Meridian Flip Issue

Sounds OK to me.

Perhaps Chris R can comment on this but I believe drivers written to the V2 ASCOM spec may not be bound to using the same set of exception code numbers as are currently used by ASCOM. The ASCOM Telescope V2.0 Programmers reference (Jan 16 2008) only specifies the base address for exceptions (0x80040400) and no others. The ASCOM telescope simulator source from that era has a few more error codes defined but they do not match, and some conflict, with those currently specified by ASCOM.

EQMOD is a V2 driver but for its next release I will make sure it is using the current (V3?) ASCOM exception codes.

Chris.

This is going to take more thinking and experimenting.

The InvalidOperationException is a .NET exception and EQMOD is a VB6 application so will have difficulty throwing a .NET exception. It will, I think, throw a COMException with an error number that identifies the error.

The error codes are defined in the ErrorCode.cs file, these are equivalent to the .NET errors. It’s part of the ASCOM sources, at ASCOM Platform - Now Moved to GitHub / Code / [r2980] /trunk/Interfaces/ASCOMExceptions/ErrorCodes.cs

    ///   Error code to indicate that the requested operation can not be undertaken at this time.
    public static readonly int InvalidOperationException = unchecked((int) 0x8004040B);

I think this means that in addition to catching the InvalidOperationException COMException also needs to be caught and the ErrorCode checked.
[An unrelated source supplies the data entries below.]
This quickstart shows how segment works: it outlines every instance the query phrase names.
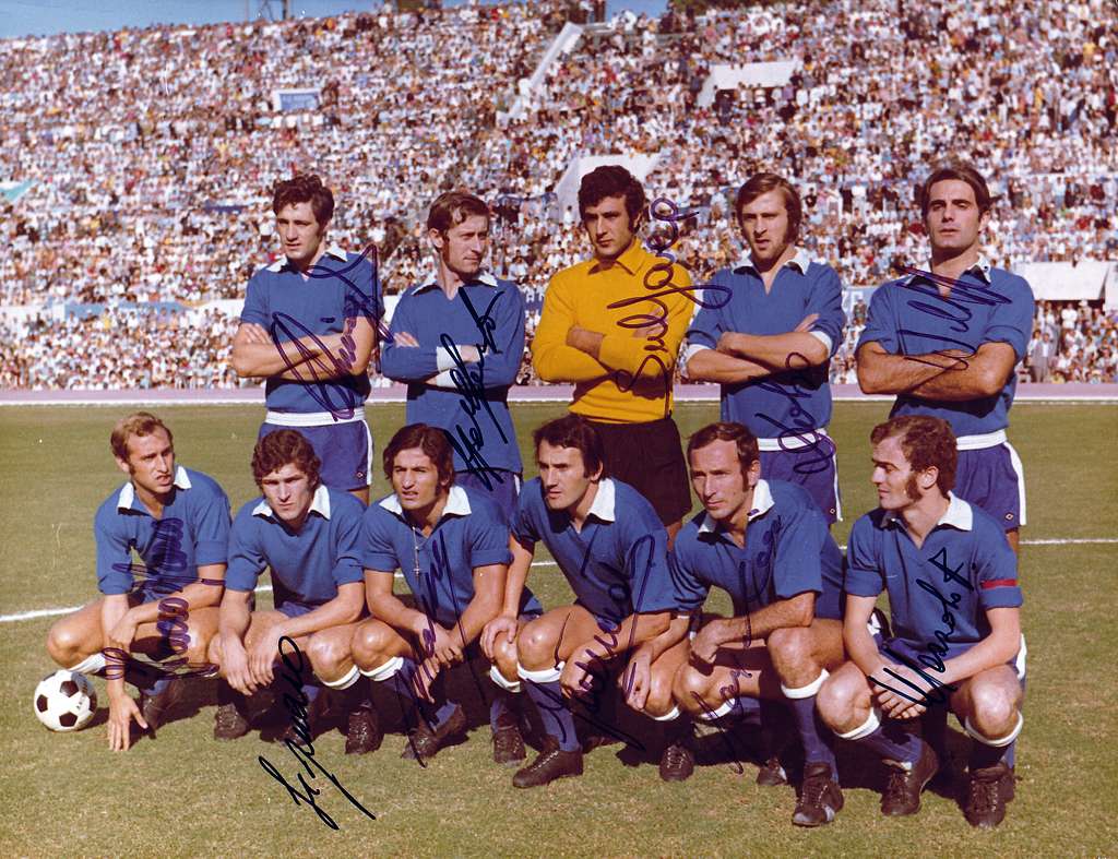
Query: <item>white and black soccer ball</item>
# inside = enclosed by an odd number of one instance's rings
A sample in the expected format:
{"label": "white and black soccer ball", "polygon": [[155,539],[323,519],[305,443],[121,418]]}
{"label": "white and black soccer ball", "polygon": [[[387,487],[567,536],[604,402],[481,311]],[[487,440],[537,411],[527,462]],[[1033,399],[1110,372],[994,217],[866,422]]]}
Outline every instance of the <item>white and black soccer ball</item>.
{"label": "white and black soccer ball", "polygon": [[35,687],[35,715],[51,731],[78,731],[97,709],[97,690],[89,678],[60,668]]}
I’m going to update the .NET telescope simulator so it can throw the InvalidOperationException for a sync when the position is past the meridian.

HTH

Chris R

Thanks for those insights Chris.

Yes, I’d already discovered the ErrorCodes.cs source and this was when I noticed that the COMException codes used in the earlier VB6 sample and driver code that ASCOM provided do not match exactly the equivalent codes now used in the ErrorCodes.cs. For a .Net based driver the error handling is clearly defined, but for an older COM based driver the error codes may be less predictable - unfortunately client applications need to support both unless ASCOM want to cut all VB6 drivers completely (which I suspect would be the end of EQMOD). Hopefully I’ve done the correct thing in now aligning EQMOD’s COM exceptions with the .Net ones.

Chris S.

The way I am reading this is that SGPro can just continue catching InvalidOperationException because @Chris_Shillito is matching / mimicking (modern) .NET error types. If I’m reading this wrong or we need to do something else, we can probably do that. Just let us know…

I can also provide test builds if they of any use to anyone…

As I said in my previous reply EQMOD is a VB6 application and so can’t raise .NET exceptions. It will raise a COM exception with a message string and an error code. This will, I believe, be translated to a .NET COMException and thrown as such.

This means that SGP should catch two errors, the ASCOM.InvalidOperationError and the COMException. In the case of COMException it should check the ErrorCode.

I would still remove the Sync entirely from the meridian flip code. It doesn’t achieve anything the user needs. You still acquire an image and plate solve it because this provides the target for the centre process after the flip. It would even save time because the flip slew could be started as soon as the image had been acquired and the solve would be done while the mount was slewing.

Chris R

For EQMOD I will provide a COMException to report an InvalidOperationError using the error code 0x8004040B - however I suspect that EQMOD may be the only driver doing this and other drivers may well apply their own “unique” sets of errors codes (the meade driver for instance uses 0x8004040B to report a “below the horizon” specific failure)

So it maybe that a more generic/pragmatic solution is simply to trap the COMException and, irrespective of the associated error number, just take this as an indication that the requested function has failed.

Chris S.

… better if this was any error code for being in the range of 0x80040400 to 0x80040FFF

Maybe. Right now it has everything a user doesn’t need… the chance of major regression and us not having the time to fix it. While I’m not ruling anything out, we are not looking for any major workflow or UI changes at the moment.

I have added the COM exception to sync… this will also not cause the underlying process to fail.